We’ve been compiling Algolia with Clang on Linux for months—it resulted in both a non-negligible performance increase (5%) and more compact binaries.
Oddly enough, we are still stuck with GCC on Android! Although Clang is Android NDK’s default toolchain since r11 (latest version is r14), it still suffers from a number of drawbacks that are deterring us from relying on it at the moment. In particular, I had trouble making LTO work on our project with Clang—and without LTO, Clang cannot compete with GCC in terms of binary size.
It is worth noting that we already use Clang’s Standard Template Library (STL), though.
However smart they are, compilers can only act on your code. But when you dissect our library, you will see that code does not account for the entire size of the binary. A substantial part of it is occupied by data tables.
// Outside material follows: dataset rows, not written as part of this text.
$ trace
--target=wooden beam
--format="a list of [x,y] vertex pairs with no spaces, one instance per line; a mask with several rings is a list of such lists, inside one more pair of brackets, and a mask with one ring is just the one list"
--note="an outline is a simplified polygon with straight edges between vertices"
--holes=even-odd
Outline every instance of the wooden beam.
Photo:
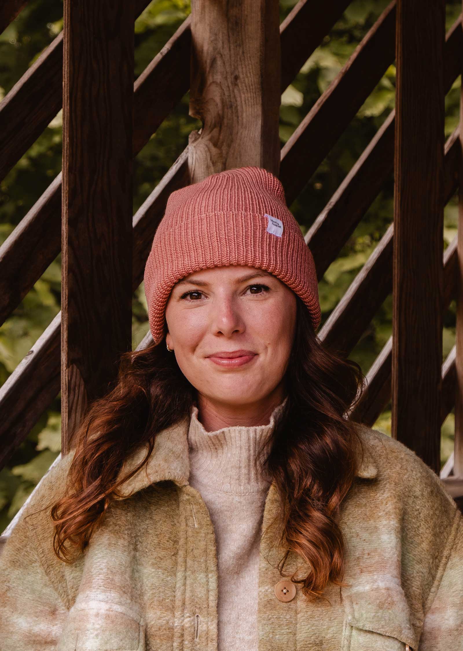
[[[187,183],[187,151],[182,152],[136,213],[133,227],[132,292],[143,279],[151,243],[169,195]],[[26,438],[60,391],[59,312],[0,387],[0,469]]]
[[393,437],[438,473],[442,364],[445,1],[398,0]]
[[[460,71],[463,71],[462,65]],[[463,85],[460,99],[460,150],[463,151]],[[463,477],[463,156],[458,166],[458,231],[456,251],[456,342],[455,354],[455,443],[454,474]]]
[[[456,238],[455,238],[443,254],[444,310],[448,308],[451,301],[455,296],[456,264]],[[372,279],[371,281],[374,282],[374,279]],[[453,355],[453,351],[447,355],[442,367],[441,425],[452,409],[455,402],[455,363],[453,363],[455,360]],[[390,337],[367,374],[366,389],[364,392],[362,400],[356,404],[351,412],[352,420],[364,422],[370,427],[373,426],[390,400],[391,369],[392,337]]]
[[[142,10],[143,3],[138,0],[139,9]],[[146,4],[146,0],[144,0]],[[313,25],[310,20],[309,5],[306,0],[301,0],[293,9],[289,16],[280,25],[282,38],[282,78],[289,80],[296,75],[310,54],[319,44],[330,27],[342,14],[345,0],[335,0],[326,8],[323,20]],[[347,3],[348,4],[348,3]],[[191,48],[191,17],[183,21],[162,50],[155,57],[149,66],[139,77],[134,85],[134,156],[144,146],[148,139],[175,105],[187,92],[189,87],[189,57]],[[461,31],[461,26],[460,31]],[[62,39],[62,34],[57,38]],[[297,48],[293,49],[293,44],[300,42]],[[302,47],[303,46],[303,47]],[[50,57],[49,48],[43,56]],[[305,52],[305,53],[304,53]],[[48,61],[48,59],[46,59]],[[53,61],[49,61],[51,65]],[[38,84],[40,80],[37,72],[31,75],[27,83]],[[46,73],[46,70],[45,70]],[[60,79],[61,70],[60,69]],[[54,80],[53,80],[54,81]],[[26,83],[23,77],[21,83]],[[287,81],[284,81],[287,85]],[[23,92],[26,95],[30,89],[25,88]],[[43,89],[46,97],[49,98],[50,89]],[[21,104],[21,93],[7,96],[8,98],[8,109],[7,113],[10,119],[23,118]],[[60,92],[60,102],[61,94]],[[5,102],[0,104],[0,125],[6,122],[7,117]],[[146,111],[146,106],[152,107]],[[54,105],[44,102],[44,109]],[[2,113],[2,107],[3,113]],[[55,110],[55,109],[53,110]],[[55,115],[50,113],[46,115],[48,122]],[[3,117],[2,117],[3,115]],[[28,125],[36,119],[34,114],[28,117]],[[10,123],[11,124],[11,123]],[[44,122],[44,128],[47,122]],[[38,128],[38,126],[36,126]],[[23,139],[23,130],[16,133],[14,130],[0,129],[0,148],[2,133],[7,136],[10,133],[16,139],[12,145],[11,159],[16,162],[15,156],[20,156]],[[31,143],[32,144],[32,143]],[[16,149],[15,149],[16,146]],[[166,176],[168,176],[166,174]],[[186,184],[185,181],[185,184]],[[0,247],[0,324],[15,309],[24,296],[30,291],[34,283],[40,277],[48,266],[51,264],[60,252],[61,238],[59,233],[60,225],[61,174],[58,175],[42,196],[21,220],[11,235]],[[22,264],[24,259],[31,260],[26,268]]]
[[192,183],[242,165],[280,169],[278,0],[192,0]]
[[[132,348],[133,1],[64,0],[61,432]],[[98,38],[95,38],[95,35]]]
[[[327,9],[327,11],[328,10]],[[447,37],[445,72],[447,75],[447,77],[446,79],[446,84],[449,85],[451,85],[451,83],[455,80],[455,77],[458,74],[458,71],[460,69],[460,58],[458,57],[460,57],[461,54],[462,40],[461,19],[459,19],[455,21],[453,27],[451,29],[451,30],[449,30]],[[393,120],[393,116],[391,115],[391,117],[390,117],[390,122],[391,120]],[[458,139],[458,136],[456,136],[456,138]],[[455,135],[454,134],[454,135],[451,137],[447,141],[447,152],[445,158],[446,170],[448,171],[448,172],[446,172],[446,183],[449,186],[449,188],[448,189],[448,192],[451,192],[451,193],[453,193],[453,191],[455,191],[455,189],[457,187],[457,181],[455,180],[455,176],[456,175],[458,176],[458,171],[456,163],[452,161],[456,161],[457,159],[459,160],[460,157],[460,148],[459,146],[458,147],[457,151],[457,148],[455,145]],[[379,139],[379,141],[377,140],[375,141],[375,146],[370,148],[370,149],[373,151],[377,152],[375,156],[376,159],[378,161],[381,161],[382,152],[386,151],[388,148],[390,148],[390,141],[389,143],[386,143],[384,148],[383,149],[382,145],[380,146],[378,144],[379,141],[382,141],[382,135]],[[458,144],[458,142],[457,144]],[[377,146],[379,146],[380,148],[377,149]],[[185,166],[186,165],[185,157],[187,154],[187,150],[183,152],[182,155],[179,157],[178,161],[176,161],[172,168],[171,168],[169,172],[165,175],[163,181],[160,182],[155,190],[152,193],[152,195],[148,198],[143,206],[141,206],[139,210],[137,215],[134,217],[134,270],[133,277],[133,286],[134,290],[139,285],[140,282],[141,282],[140,279],[142,278],[142,270],[146,262],[146,256],[148,255],[148,250],[149,249],[149,245],[147,245],[146,243],[149,243],[151,240],[152,240],[152,237],[153,236],[154,232],[157,227],[157,223],[159,223],[157,220],[162,217],[163,210],[165,208],[165,201],[166,201],[166,197],[168,196],[168,194],[171,191],[177,189],[178,187],[181,187],[182,184],[185,185],[186,182],[187,182],[185,180],[186,177],[185,176],[186,173]],[[368,156],[364,159],[361,167],[362,173],[367,172],[369,169],[371,169],[371,166],[369,163],[372,162],[372,160],[373,159],[369,158]],[[179,164],[179,161],[180,161]],[[456,170],[456,172],[455,172],[455,170]],[[387,174],[387,173],[388,173],[387,171],[387,165],[382,167],[382,174]],[[352,183],[353,180],[351,180],[351,182]],[[355,191],[354,187],[353,187],[353,189],[352,190],[351,190],[349,187],[345,188],[345,191],[343,193],[343,201],[347,201],[345,206],[348,207],[349,210],[344,210],[342,204],[340,203],[339,204],[339,214],[341,215],[343,213],[344,219],[347,219],[350,218],[350,211],[352,211],[354,213],[360,215],[358,217],[360,221],[363,213],[362,212],[361,206],[356,205],[355,202],[356,201],[364,201],[362,192],[365,194],[368,193],[370,184],[369,182],[362,183],[362,175],[360,173],[355,175],[355,182],[359,184],[358,187],[362,190],[362,191]],[[382,182],[383,182],[383,180],[381,180],[381,183]],[[454,189],[452,189],[452,188],[454,188]],[[447,191],[446,191],[446,192]],[[369,201],[371,202],[373,201],[375,196],[376,195],[371,196],[371,198],[367,199],[367,201]],[[347,201],[349,197],[350,197],[350,200]],[[328,206],[332,204],[334,206],[336,206],[336,202],[333,202],[332,200],[332,201],[330,202]],[[367,209],[368,205],[369,205],[369,204],[365,204],[364,210]],[[334,210],[336,212],[336,208]],[[334,213],[331,213],[330,211],[328,210],[326,212],[327,217],[329,217],[330,214],[334,214]],[[339,221],[336,221],[336,227],[341,225]],[[352,230],[355,227],[355,225],[356,225],[356,224],[354,224],[352,226]],[[328,230],[331,230],[331,232],[332,234],[333,226],[330,223],[329,219],[326,223],[326,227]],[[146,232],[144,232],[145,229],[146,229]],[[33,239],[33,238],[29,238],[29,241],[32,242]],[[323,239],[323,238],[322,238],[322,240]],[[318,257],[319,260],[321,260],[323,258],[323,254],[321,251],[321,245],[320,247],[316,245],[313,247],[312,244],[310,243],[310,238],[307,238],[306,241],[308,242],[308,243],[310,245],[315,259]],[[35,239],[35,242],[36,244],[39,246],[40,240],[38,238],[38,235],[37,236],[37,238]],[[330,238],[324,238],[323,246],[328,247],[330,244]],[[342,244],[341,244],[341,245]],[[18,251],[20,249],[18,249]],[[334,256],[333,259],[334,259],[339,253],[339,249],[337,249],[334,248],[333,251]],[[56,255],[57,255],[58,253],[59,250],[57,251]],[[51,258],[51,260],[53,259],[53,257]],[[51,260],[50,260],[50,262],[51,261]],[[0,277],[1,276],[1,275],[0,274]],[[139,281],[139,279],[140,279]],[[33,282],[35,282],[35,280],[36,280],[36,278],[34,279]],[[375,282],[374,279],[372,282]],[[52,340],[55,337],[58,337],[58,339],[59,339],[59,328],[53,330],[53,332],[50,331],[49,333],[47,344],[50,346],[51,350],[53,350]],[[43,350],[45,351],[46,348],[44,348]],[[34,350],[36,350],[36,347],[34,347]],[[23,378],[15,376],[15,381],[12,383],[10,390],[8,391],[7,395],[6,395],[5,393],[2,393],[2,389],[0,389],[0,407],[1,408],[1,410],[3,413],[7,413],[8,411],[8,412],[11,414],[12,420],[11,421],[8,420],[8,422],[16,422],[16,427],[18,426],[20,420],[23,413],[23,410],[27,408],[27,406],[28,404],[28,401],[31,399],[31,395],[33,395],[34,383],[46,383],[49,381],[51,372],[47,370],[47,367],[45,367],[40,363],[40,361],[43,361],[45,359],[46,354],[46,353],[42,354],[40,353],[40,352],[38,352],[38,362],[36,365],[36,370],[33,374],[28,373],[26,370]],[[52,359],[55,367],[59,368],[59,359],[58,357],[55,358],[55,355],[54,355],[52,358],[48,357],[48,360],[50,361],[50,362],[51,362]],[[371,386],[371,383],[370,383],[370,386]],[[29,387],[29,395],[26,395],[24,393],[26,387]],[[4,387],[2,387],[2,389]],[[390,389],[389,391],[390,394]],[[57,391],[56,393],[57,393]],[[367,393],[368,395],[368,390]],[[49,402],[53,399],[53,398],[55,397],[55,396],[56,393],[51,395],[51,397],[49,398],[47,403],[45,400],[43,401],[42,411],[46,408]],[[388,400],[389,400],[389,397],[387,398],[386,402],[387,402]],[[371,401],[369,401],[369,404],[371,404]],[[42,412],[40,412],[39,410],[39,415],[40,413]],[[355,419],[357,419],[356,418]],[[374,420],[372,422],[374,422]],[[31,422],[31,426],[32,426],[33,424],[34,424],[34,422]],[[0,441],[5,441],[6,445],[8,438],[12,436],[12,432],[14,431],[16,431],[14,426],[11,426],[8,424],[6,424],[5,426],[2,426],[2,424],[0,424]],[[23,437],[23,439],[25,437],[27,434],[27,430],[23,430],[21,432],[21,436]],[[18,440],[20,440],[20,437],[18,438]],[[21,440],[23,439],[21,439]],[[0,467],[4,465],[6,460],[7,460],[5,456],[3,456],[3,458],[0,457]]]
Here, no compiler magic can save you; only proper software engineering can. (Remember that “Data Structures 101” course?)
Our data falls into five broad categories: Unicode, HTML entities, stop words, plurals and CJK segmentation.
Plurals and CJK segmentation are way too big to fit in a mobile library: 5 MB for segmentation and 48 MB for plurals. We had to discard those features altogether in Algolia Offline. (As you might have guessed, I did not include them in the initially advertised size of 3 MB…) With regard to the other three data tables, we found a way to make them more compact.
The main idea behind the compaction of our data tables is to transform random access structures into a big blob with an auxiliary index. A random access data structure is typically an array: all elements have the same size; therefore, computing the address of a given element is trivial (a multiplication). But if elements have different intrinsic sizes, you are forced to make them as big as the biggest element, which results in a lot of wasted space.
In a blob, by contrast, all elements are stored contiguously with no wasted space between them. This makes the structure more compact, but random access becomes impossible: computing the address of a given element is no longer easy. To solve that, we rely on an auxiliary structure (called an “index”, even if it has little to do with indices in Algolia’s engine) that contains the offset of each element in the BLOB. Because an offset is an integer and is typically much smaller than the actual element, this additional data structure doesn’t overcome the benefit of the blob.
By applying this principle to our data, we saved:
Overall, the binary shrunk by 669 kB. Of course, we had to trade some CPU time for this: around 5% for Unicode and HTML entities—a lot more (around +50%) for stop words, but they are accessed only a few times per query, so their performance doesn’t really matter.
Combining all the above optimizations on both code and data brought the library back at around 1 MB per hardware architecture (with slight variations across architectures and platforms). While it might still sound big, it is actually an acceptable overhead in most use cases, especially these days where high-resolution images sometimes account for the major part of an application’s bundle.
Here is a summary of our efforts:
The above numbers are for the hardware architecture armeabi-v7a on Android but, despite small variations, they would be similar on iOS or for other hardware architectures.
We hope that these tips & tricks will be useful for reducing the size of your mobile libraries or applications. There are always trade-offs to be made between speed and space, but with sensible compiler and linker settings, and carefully crafted data structures, you can achieve dramatic space savings without sacrificing much of execution speed.
In the end, Algolia Offline performs a typical search query under 50 ms on a mid-range device. That’s more than the cloud-hosted engine, of course; but thanks to the lack of any network transmission, the elapsed processing time is about the same. This makes instant search a reality on mobile—even offline.